Is it not remarkable how our feelings about ourselves can rise and fall with such rapidity? When we do something really useful or say something really intelligent, we can feel great about ourselves. Yet a moment later we can feel like an idiot, as we do or say something else. Clearly, we see ourselves—as “useful,” “intelligent,” or “idiotic”—based on how we operate within situations. If we perform brilliantly in a certain situation, we ascribe to ourselves the attribute of brilliance. If we act inconsiderately, we think of ourselves as inconsiderate. What could be more obvious?
This fact seems to dictate the road by which we can find greater self-esteem. Improving self-esteem, we conclude, must be a matter of improving how we perform in situations, or perhaps realizing that we already do perform better than we think, or realizing that we can perform better.
How much self-esteem, however, can this really yield? If our self-esteem is conditional upon how we perform in situations, isn’t that a rather precarious foundation? Even when we rise to new heights in one situation, we can always fall down in the next. Self-esteem means being secure in oneself. How secure can we feel while standing atop such an unstable platform?
Perhaps we have been willing to settle for too little. In regard to the self-esteem we have been pursuing, A Course in Miracles would ask us, “Can it be anything that offers you a perfect calmness, and a sense of love so deep and quiet that no touch of doubt can ever mar your certainty? And that will last forever?” (T-23.IV.8). Imagine a self-esteem which offered these things. That would be true security. Yet how could one find such profound self-esteem? If it existed, it would have to rest on a foundation that provided immense worth and was utterly immovable.
A Course in Miracles claims that this foundation does exist. In truth, says the Course, we are not these tiny figures moving about in this world. Rather, beneath appearances, we are a grand Self, a spiritual Self of infinite worth, without limit or boundary. Our true worth does not rest on our shifting performance in this precarious world. It rests forever on one changeless fact: that we are a limitless spirit in the Mind of God.
This idea may sound hard to swallow. Yet I believe that something deep in our minds knows this truth, knows that we are more. And there are ways to reawaken this knowledge. One of the Course’s favorite ways is simply repeating the line “I am as God created me.” If God creates only the perfect and the pure, and if I am as God created me, then none of my bad performances have damaged my original worth. Despite it all, beneath all my failing appearances, I remain as perfect and pure as the moment He created me.

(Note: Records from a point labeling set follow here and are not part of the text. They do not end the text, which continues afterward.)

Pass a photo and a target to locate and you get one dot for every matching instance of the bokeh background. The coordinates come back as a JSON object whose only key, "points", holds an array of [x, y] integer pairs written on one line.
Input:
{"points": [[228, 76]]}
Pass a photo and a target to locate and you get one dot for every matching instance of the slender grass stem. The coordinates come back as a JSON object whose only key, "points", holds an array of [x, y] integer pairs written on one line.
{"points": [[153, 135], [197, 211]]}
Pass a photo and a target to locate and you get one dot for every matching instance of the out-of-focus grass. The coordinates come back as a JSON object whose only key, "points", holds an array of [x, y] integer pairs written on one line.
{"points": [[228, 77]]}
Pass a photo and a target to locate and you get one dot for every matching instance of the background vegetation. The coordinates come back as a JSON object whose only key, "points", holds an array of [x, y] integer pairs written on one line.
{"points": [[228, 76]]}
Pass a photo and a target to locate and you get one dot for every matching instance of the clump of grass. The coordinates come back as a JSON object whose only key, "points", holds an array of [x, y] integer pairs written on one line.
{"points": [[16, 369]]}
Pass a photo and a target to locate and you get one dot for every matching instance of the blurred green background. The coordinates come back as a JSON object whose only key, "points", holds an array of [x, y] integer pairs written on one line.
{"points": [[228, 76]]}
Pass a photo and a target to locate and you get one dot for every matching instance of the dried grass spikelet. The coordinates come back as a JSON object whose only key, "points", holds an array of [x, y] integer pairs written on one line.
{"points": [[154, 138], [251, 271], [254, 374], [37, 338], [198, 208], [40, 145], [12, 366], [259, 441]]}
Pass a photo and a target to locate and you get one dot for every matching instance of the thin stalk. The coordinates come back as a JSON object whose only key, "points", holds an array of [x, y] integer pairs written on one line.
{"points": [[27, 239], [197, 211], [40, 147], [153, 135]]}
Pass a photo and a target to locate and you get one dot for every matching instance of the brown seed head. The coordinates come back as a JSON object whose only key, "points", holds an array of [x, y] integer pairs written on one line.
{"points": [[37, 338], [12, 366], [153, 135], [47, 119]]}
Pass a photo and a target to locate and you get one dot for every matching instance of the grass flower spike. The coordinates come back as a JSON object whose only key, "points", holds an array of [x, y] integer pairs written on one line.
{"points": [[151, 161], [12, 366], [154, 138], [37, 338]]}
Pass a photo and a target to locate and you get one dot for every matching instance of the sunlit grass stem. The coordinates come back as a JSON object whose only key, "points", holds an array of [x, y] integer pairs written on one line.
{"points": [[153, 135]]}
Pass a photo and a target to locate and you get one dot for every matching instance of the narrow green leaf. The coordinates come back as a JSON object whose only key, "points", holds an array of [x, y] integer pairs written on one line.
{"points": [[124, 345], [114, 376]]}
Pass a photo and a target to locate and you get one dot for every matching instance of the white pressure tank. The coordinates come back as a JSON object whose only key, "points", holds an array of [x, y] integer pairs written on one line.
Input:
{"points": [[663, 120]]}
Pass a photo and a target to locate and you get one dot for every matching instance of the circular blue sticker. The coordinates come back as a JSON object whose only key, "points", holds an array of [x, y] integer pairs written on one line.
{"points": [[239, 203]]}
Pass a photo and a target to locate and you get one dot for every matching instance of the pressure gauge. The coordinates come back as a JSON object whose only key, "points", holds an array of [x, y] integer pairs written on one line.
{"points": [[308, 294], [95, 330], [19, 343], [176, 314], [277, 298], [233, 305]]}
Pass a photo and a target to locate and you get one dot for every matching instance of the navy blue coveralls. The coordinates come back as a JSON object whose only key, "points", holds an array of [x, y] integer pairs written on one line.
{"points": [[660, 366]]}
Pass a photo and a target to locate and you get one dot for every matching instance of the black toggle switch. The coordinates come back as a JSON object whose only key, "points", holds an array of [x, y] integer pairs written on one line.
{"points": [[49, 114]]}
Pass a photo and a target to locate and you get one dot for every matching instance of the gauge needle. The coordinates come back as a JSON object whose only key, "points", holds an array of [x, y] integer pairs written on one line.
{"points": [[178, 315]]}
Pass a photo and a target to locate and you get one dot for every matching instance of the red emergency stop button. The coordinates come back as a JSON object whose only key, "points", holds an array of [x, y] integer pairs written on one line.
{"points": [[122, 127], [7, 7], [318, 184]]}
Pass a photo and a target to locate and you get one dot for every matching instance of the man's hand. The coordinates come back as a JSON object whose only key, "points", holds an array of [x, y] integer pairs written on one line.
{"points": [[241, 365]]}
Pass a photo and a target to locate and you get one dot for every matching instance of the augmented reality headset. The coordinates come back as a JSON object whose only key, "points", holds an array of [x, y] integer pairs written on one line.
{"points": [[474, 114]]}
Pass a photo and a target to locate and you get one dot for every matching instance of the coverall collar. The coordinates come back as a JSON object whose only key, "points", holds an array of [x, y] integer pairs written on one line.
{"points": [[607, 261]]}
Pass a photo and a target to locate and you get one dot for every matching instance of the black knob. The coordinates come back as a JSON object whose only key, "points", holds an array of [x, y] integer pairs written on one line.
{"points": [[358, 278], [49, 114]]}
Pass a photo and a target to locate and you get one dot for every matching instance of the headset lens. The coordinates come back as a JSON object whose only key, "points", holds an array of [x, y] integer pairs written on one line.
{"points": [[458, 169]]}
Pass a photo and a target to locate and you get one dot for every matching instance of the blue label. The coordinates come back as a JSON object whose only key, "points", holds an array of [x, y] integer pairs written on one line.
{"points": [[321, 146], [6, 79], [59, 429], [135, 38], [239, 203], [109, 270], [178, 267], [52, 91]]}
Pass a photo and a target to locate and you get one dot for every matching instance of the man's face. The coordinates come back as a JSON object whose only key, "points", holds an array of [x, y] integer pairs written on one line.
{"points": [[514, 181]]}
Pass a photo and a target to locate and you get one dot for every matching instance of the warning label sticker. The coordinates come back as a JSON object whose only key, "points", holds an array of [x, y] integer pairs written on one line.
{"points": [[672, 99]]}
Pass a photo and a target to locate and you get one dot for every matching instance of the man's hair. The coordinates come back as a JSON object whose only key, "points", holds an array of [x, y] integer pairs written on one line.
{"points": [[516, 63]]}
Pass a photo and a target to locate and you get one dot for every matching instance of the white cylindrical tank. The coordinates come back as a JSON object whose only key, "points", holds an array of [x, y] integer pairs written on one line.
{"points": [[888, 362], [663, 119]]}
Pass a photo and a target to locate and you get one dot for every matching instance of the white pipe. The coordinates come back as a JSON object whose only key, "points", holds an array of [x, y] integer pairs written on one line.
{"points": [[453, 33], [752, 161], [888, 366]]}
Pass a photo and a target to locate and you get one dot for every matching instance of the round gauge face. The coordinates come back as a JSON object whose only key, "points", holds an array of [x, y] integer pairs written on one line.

Try this, if you will. Think of a recent situation in which your embarrassing performance seemed to damage your worth, and then repeat, “I am as God created me.” You may want to take a moment and repeat it slowly several times. If you feel a sense of relief, perhaps an intimation of a greater worth beyond the shifting situations of this world, you have started down the path to true self-esteem.
[Please note: ACIM passages quoted in this article reference the Foundation for Inner Peace (FIP) Edition.]